五月はサツキと訓む。卯月と水無月のあいだ。季節のうえでは夏なかば。仲夏。
始音(はつこえ)の用例は、『万葉集』の時代からすでにホトトギスにたいしみえる[3]ので、概念的にはかなり古くからのもの。
深山の訓みはミヤマ、深い山奥。
べは辺、あたり。奥深い山のあたり。
春くれて五月まつ間とみえるので、春(一〜三月)の終わった五月待ちの期間、四月の詠作とみてまず間違いあるまい。文久三年四月というと、明確な場所だけでも江戸・福井・大坂・和歌山へ龍馬は足をはこんでおり、
深山べの里を重視するなら、城下町など比較的ひらけた場所で詠作し、「奥山の里に隠れていなさい」と出てきたホトトギスに呼びかけたものだろうか。場所の特定には決めてがない。

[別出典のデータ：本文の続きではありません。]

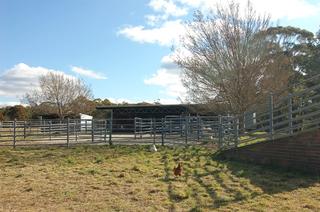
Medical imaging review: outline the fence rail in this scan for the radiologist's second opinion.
[0,116,236,147]
[0,75,320,149]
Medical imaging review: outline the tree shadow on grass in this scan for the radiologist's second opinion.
[217,159,320,194]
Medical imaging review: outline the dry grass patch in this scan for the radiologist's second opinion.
[0,146,320,211]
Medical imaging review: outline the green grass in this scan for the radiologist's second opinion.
[0,146,320,211]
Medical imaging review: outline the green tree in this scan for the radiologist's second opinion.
[175,2,290,113]
[5,105,30,120]
[25,72,92,119]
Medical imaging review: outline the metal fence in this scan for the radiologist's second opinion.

しのべを、思いはせる「偲べ」の意味に解したこともあるが、今はその不明を恥じる。では
しのべを「忍べ」に解したとして、これを「隠せ」の意とするか、「堪えよ」の意とするかが、つぎは問題になる。前者であれば「山里で隠れて待て」の意味になるし、後者なら「山里で我慢して待て」の意味になる。どちらも「時期を待て」とする趣旨はおなじだが、表現としての趣きがことなり、受ける印象もちがう。「忍び音」・「忍び泣き」・「忍び足」など、構成のおなじい複合語には、「人に知られないように」といった「隠す」的な意味合いがつよく、ここでの脈絡も前者にふれるのが妥当だろう。ホトトギスは花木の陰に隠れ鳴くものとされ、その植物には菖蒲 [7]や橘 [8]、卯の花 [9]などが想定される。当歌は「忍び音」と直接文字にしないでそれを暗示し、「卯月」(四月)と明示しないで時期をしめす手法から、隠れて待つべきのところは、山里での卯ノ花かげあたりを意図するのだろう。表現に露骨さがなく、奥ゆかしく柔らかな印象を私的にはうける。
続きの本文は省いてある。